According to the testimony in the case, Martha Timberlake, who lives in the lower level of the duplex at 2119 Fourth St. N., left for work shortly after her significant other returned home about 6:30 a.m. While driving south, a black sedan drove north and passed her. She recognized the driver as someone who visited the people living in the upstairs unit of the duplex.

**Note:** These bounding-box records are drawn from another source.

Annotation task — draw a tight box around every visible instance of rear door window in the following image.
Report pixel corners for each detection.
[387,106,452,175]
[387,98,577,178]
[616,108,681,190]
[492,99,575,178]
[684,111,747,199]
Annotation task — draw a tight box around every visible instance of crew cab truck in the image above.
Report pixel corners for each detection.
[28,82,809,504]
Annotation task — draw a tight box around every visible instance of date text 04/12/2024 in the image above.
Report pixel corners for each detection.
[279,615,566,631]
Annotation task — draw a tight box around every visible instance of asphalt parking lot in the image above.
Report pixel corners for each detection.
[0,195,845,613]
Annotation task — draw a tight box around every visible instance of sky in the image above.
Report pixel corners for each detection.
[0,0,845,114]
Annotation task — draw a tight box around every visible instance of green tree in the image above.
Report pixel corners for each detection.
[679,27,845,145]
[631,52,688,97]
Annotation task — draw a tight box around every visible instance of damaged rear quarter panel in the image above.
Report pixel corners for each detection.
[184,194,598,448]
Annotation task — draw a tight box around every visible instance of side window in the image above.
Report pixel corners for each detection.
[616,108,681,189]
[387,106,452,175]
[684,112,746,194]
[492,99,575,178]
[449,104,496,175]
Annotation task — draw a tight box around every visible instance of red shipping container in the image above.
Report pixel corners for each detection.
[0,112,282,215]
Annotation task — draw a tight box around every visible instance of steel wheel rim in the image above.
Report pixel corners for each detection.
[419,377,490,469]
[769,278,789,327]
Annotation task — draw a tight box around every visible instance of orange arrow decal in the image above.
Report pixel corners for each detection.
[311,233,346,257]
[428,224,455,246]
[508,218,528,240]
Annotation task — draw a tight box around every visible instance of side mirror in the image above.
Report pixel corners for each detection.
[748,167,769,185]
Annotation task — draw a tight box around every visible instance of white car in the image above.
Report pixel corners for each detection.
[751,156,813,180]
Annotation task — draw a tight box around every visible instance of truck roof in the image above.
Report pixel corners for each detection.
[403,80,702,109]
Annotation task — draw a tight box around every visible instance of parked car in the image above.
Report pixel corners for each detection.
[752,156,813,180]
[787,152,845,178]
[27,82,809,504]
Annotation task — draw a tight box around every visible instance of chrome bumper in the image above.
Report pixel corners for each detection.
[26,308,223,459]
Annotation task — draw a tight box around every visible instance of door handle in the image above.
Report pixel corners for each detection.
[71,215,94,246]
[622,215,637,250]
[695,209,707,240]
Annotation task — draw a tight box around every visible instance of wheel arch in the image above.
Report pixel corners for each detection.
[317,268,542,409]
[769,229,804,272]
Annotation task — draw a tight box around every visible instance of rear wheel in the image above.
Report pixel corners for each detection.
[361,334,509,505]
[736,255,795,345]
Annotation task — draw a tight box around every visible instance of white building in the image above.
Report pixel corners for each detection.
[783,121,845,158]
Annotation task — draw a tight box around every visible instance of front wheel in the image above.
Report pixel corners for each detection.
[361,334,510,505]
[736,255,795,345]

A surveillance camera saw the black sedan stop near 2107 Fourth Street, then 10 seconds later continue north on Fourth Street. One minute and 17 seconds after the black sedan was seen in front of 2107 Fourth St., a black sedan was seen driving quickly in the alley behind the duplex. No other people or vehicles were seen in the alley.

Within that 77 seconds, the evidence indicates that the shooter got out of the black sedan, walked about 10 feet, fired seven shots at the house and drove away.

Timberlake was filling her car with gas two blocks away when she received a phone call telling her that her daughter had been shot in the foot. She drove home and was with police and her daughter on the ambulance ride to the hospital. While on social media, she found a picture of Johnson and said he was the one in the black sedan.

While he did not testify in the trial, Johnson’s videotaped interview with police was played in court. Judge Meyer concluded that he “was not credible in any of his statements. He changed his story about nearly every topic of discussion during the lengthy interview.”

In her written findings and verdict, Judge Meyer said there was “no reasonable conclusion other than the driver of the black sedan parked behind 2119, exited the vehicle, walked a few steps into the yard to get a clear view of the house through the trees, fired seven shots at the section of the house with bedroom windows facing the alley, got back in the sedan and drove away.” She concluded that Johnson was the shooter.